Darwin misread his observations so they reinforced the imperialist, capitalist culture of England of his time. The predator-prey relationship is not one of conflict because they are not competing for the same resources. Besides it covers only a relative few species.
We study science so we can know how nature works and use this knowledge to improve the environment and our lives. When this knowledge is wrong, our use of it damages the environment and us as have the false sciences of social Darwinism, eugenics, and anti-ecology ideologies.
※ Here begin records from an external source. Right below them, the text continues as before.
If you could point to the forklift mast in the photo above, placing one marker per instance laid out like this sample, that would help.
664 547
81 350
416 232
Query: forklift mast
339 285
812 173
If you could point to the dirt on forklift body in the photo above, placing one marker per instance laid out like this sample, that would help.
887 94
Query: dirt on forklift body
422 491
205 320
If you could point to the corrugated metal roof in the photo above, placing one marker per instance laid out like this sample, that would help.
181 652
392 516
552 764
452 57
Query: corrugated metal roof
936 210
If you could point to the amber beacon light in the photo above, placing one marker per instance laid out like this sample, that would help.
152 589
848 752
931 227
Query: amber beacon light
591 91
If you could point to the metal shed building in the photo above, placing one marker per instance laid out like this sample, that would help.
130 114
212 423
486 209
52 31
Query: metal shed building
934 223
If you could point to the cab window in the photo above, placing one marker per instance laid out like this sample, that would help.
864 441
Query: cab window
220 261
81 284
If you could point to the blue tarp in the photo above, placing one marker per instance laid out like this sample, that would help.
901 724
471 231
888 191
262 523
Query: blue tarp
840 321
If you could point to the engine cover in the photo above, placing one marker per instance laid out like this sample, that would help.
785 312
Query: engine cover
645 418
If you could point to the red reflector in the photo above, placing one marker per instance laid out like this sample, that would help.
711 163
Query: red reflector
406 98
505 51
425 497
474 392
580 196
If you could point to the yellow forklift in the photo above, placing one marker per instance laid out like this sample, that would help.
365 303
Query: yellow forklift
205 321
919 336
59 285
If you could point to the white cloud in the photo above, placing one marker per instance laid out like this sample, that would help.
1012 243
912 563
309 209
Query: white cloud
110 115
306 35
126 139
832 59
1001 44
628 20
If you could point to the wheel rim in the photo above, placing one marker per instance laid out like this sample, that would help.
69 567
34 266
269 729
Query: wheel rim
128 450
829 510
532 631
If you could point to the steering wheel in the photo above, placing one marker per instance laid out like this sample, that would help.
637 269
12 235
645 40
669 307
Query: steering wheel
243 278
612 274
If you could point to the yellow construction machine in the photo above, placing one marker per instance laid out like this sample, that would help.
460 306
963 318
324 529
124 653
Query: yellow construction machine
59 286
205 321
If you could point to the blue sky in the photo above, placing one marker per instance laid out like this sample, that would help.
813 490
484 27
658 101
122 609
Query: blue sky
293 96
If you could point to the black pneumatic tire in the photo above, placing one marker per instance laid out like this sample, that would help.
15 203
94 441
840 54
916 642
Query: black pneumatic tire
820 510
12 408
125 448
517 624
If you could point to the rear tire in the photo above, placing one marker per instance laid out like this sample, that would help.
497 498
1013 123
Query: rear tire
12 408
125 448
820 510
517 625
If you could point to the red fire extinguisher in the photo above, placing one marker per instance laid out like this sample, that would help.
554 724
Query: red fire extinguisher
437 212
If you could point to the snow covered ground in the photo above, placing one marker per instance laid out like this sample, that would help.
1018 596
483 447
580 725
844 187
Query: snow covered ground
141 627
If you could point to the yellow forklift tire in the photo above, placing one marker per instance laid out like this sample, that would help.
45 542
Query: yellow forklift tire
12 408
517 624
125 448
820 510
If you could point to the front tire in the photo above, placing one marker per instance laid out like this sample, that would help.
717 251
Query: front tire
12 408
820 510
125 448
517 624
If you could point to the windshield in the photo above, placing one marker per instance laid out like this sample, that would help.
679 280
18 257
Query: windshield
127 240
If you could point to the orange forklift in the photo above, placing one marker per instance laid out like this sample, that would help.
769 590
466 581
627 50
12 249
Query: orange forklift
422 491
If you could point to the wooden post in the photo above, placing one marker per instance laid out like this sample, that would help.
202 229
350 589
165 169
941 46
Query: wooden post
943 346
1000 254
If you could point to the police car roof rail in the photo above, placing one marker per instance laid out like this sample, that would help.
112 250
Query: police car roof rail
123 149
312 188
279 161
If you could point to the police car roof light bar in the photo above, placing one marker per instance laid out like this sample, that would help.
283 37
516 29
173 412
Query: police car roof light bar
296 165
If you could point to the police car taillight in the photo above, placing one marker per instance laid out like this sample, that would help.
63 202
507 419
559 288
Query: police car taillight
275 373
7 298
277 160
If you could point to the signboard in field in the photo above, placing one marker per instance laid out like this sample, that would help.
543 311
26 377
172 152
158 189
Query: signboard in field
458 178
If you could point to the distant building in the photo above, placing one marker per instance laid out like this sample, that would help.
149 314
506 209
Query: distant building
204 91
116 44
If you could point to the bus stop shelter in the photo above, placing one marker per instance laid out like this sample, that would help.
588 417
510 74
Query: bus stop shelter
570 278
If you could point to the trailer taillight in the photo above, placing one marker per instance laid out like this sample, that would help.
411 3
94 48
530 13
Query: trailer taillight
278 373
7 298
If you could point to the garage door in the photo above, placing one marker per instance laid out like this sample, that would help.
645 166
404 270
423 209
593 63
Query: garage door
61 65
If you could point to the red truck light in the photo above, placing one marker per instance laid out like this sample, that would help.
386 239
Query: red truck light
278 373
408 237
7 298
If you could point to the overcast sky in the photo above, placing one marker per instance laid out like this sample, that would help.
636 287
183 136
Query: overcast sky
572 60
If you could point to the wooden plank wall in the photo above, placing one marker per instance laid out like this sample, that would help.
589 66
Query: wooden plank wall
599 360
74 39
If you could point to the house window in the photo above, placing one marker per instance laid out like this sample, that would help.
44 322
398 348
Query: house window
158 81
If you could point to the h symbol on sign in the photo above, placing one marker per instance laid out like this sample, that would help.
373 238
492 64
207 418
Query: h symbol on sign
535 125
If nature is based on conflict, war, how can it be beautiful or wonderful, instead of ugly and evil?
I think nature involves conflict but it also involves cooperation so it’s hard to attribute just one adjective to it. In any case, the ability for organisms to adapt to their environment, with those best fitted surviving and those not fitted dying off, is very elegant and mathematically beautiful.
Evolution as a mechanism, with DNA storage and transmission, is a better and more robust system than any human programmer has ever designed or dreamt up. DNA is the longest lasting storage medium around. It is hard (for me at least) not to be amazed by the diversity of life and the ability for organisms to adapt.
Perhaps rather than “good” or “evil” I would say I’m consistently “in awe” of nature.
Off topic, but this stirs my little librarian’s heart! The history of the storage of human knowledge is riddled with obsolete storage media. The diversity of such has simply exploded in the last 50 years. The race to keep up with the constant errosion of access to stored human knowledge is unwinable and crushing for people like me. We fight censorship but end up committing it by chosing short-lived storage media!
No, I don’t see them as separate things. You can’t even accurately describe my own position.
I see the struggle for existence as causing adaptation. They aren’t separate. One is the cause of the other.
No, I don’t. I said just the opposite. Rather, the struggle for existence causes populations to adapt by favoring the genetic adaptations that appear in the population.
Yes, there is a connection, the one I already described for you:
“Individual organisms do not adapt. The species (i.e. population) adapts. The struggle for existence occurs at the individual level, and those who have characteristics that better fit the environment will tend to have more children and grandchildren. These are the fit individuals as defined by their ability to have more offspring.”
Really? If we need to fly, do we grow wings? If we need to swim, do we grow gills? If we need a different type of hemoglobin to fight off malaria, do we suddenly get the mutations that are needed? If we need to be taller, do we grow?
And it does provide an accurate view.
You are making a big mistake by ignoring competition between and within species.